Bina Das was caught & imprisoned.Suhrawardy was awarded a knighthood. Her confession, which ran to five pages long and was written in English, was censored by the British colonial administration, but still found itself widely circulated. In it, she wrote that:
"My object was to die, and if to die, to die nobly fighting against this despotic system of Government, which has kept my country in perpetual subjection to its infinite shame and endless suffering – and fighting in a way which cannot but tell... I have been thinking – is life worth living in an India so subjected to wrong, and continually groaning under the tyranny of a foreign Government, or is it not better to make one's supreme protest against it by offering one's life away? Would not the immolation of a daughter of India and a son of England awaken India to the sin of its acquiescence to its continued state of subjection and England to the iniquities of its proceedings?”
The Special Tribunal convened to judge her and sentenced her to nine years of rigorous imprisonment on charges of attempted murder under section 307 of the Indian Penal Code.
After her release in 1939 from prison with the interference of Mahatma Gandhi, she returned to a world she felt was different from one that she had been made to leave nearly a decade ago. She met her mentor, Bose, for the last time, only to never see him again. She joined Congress Party. In 1942, she participated in the Quit India movement and called a meeting in Hazra and was arrested by police forcefullyand imprisoned again from 1942 to 1945. From 1946 to 1947, she was a member of the Bengal Provincial Legislative Assembly and, from 1947 to 1951, of the West Bengal Legislative Assembly. In 1947, she married a fellow revolutionary, Jatish Chandra Bhaumik, a member of the Jugantar group.
Not much is known about Bina Das’s life after India attained independence. In 1960, the Government of India awarded her the Padma Shri for her contributions to social work. Bina would go on to spend some of her time teaching in schools. After the death of her husband in 1986, she isolated herself. Started refusing to meet friends and relatives. At last, she left Kolkata and settled in Hrishikesh, where she lived in penury.
According to some reports, she died in destitution and poverty on 26th December 1986.Her body has recovered from a ditch in Rishikesh.The body was decomposed so severely that it took authorities weeks to identify. The ending of the brave daughter of the country was really painful and unfortunate.
Due to her revolutionary activities, the British authorities of Calcutta University had denied Bina Das her graduation degree, in a futile attempt to penalize and pressure her for her anti-British stance.
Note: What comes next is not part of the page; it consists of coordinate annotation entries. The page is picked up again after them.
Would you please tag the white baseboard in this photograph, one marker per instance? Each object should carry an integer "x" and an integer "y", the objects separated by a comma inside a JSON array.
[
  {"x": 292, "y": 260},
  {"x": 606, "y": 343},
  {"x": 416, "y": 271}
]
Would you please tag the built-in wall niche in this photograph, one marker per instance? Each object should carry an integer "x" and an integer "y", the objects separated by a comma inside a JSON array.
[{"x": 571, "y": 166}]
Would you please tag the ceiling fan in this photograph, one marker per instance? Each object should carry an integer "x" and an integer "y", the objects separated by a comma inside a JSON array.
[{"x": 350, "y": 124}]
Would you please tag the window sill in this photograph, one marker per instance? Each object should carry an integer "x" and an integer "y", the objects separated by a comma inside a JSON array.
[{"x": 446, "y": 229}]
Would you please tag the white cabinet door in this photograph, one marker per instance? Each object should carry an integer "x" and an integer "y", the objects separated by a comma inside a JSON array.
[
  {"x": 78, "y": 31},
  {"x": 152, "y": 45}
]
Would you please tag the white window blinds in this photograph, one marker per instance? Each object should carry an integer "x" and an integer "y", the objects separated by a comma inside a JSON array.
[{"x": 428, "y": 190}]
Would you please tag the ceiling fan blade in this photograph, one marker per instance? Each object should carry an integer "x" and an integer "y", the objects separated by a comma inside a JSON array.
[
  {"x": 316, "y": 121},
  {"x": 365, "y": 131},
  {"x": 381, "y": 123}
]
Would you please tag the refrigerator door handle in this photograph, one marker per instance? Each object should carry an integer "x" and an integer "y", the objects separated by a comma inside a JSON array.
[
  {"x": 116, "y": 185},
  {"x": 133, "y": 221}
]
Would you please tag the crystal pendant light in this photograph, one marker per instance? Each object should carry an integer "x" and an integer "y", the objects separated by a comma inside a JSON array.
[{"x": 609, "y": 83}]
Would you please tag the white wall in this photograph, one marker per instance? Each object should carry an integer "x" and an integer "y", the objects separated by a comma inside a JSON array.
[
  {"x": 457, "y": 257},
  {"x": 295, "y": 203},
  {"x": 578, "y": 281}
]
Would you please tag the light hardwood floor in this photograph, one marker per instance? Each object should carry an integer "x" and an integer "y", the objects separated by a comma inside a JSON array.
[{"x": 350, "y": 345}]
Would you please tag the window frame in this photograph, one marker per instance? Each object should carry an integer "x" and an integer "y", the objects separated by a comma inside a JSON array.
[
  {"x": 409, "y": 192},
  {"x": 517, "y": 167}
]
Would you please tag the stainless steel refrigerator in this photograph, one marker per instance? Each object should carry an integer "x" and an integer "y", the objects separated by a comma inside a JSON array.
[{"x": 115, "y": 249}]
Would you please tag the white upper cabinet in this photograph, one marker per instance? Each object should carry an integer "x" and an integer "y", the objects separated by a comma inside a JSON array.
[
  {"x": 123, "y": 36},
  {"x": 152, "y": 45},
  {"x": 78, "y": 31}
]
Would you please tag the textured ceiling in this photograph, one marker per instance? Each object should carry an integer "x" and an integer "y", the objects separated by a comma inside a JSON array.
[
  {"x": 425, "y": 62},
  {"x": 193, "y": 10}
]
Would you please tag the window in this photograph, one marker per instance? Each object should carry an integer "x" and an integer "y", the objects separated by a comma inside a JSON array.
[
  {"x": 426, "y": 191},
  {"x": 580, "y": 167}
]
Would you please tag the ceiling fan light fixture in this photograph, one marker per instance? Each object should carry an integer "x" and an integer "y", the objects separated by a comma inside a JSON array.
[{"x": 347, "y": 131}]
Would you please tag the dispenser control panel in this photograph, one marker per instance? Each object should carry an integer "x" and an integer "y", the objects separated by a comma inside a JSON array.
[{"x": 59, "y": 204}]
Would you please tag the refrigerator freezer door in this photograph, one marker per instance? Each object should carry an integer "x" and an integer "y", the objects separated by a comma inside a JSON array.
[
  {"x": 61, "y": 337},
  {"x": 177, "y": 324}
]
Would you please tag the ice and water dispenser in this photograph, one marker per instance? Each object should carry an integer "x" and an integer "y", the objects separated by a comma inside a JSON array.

About 81 years later, in 2012, the University of Calcutta posthumously awarded Das her pending Bachelor of Arts degree with second class Honours in English for the year 1931.
She dedicated her whole life to the country and the people she was hardly seeking after her graduation degree. She is no more but left her words in her autobiography named ShrinkhalJhankar (Rattling the Chains), where she wrote about the hope for the country’s post-independence and also wrote how deeply she felt the suffering of her people. “ Even today I hear the cries- the groans of the hungry, the silent suffering of the poor. The journey has not yet ended. In my heart, I still hear the drum beats of my God, and it urges me forward, forward, forever forward.”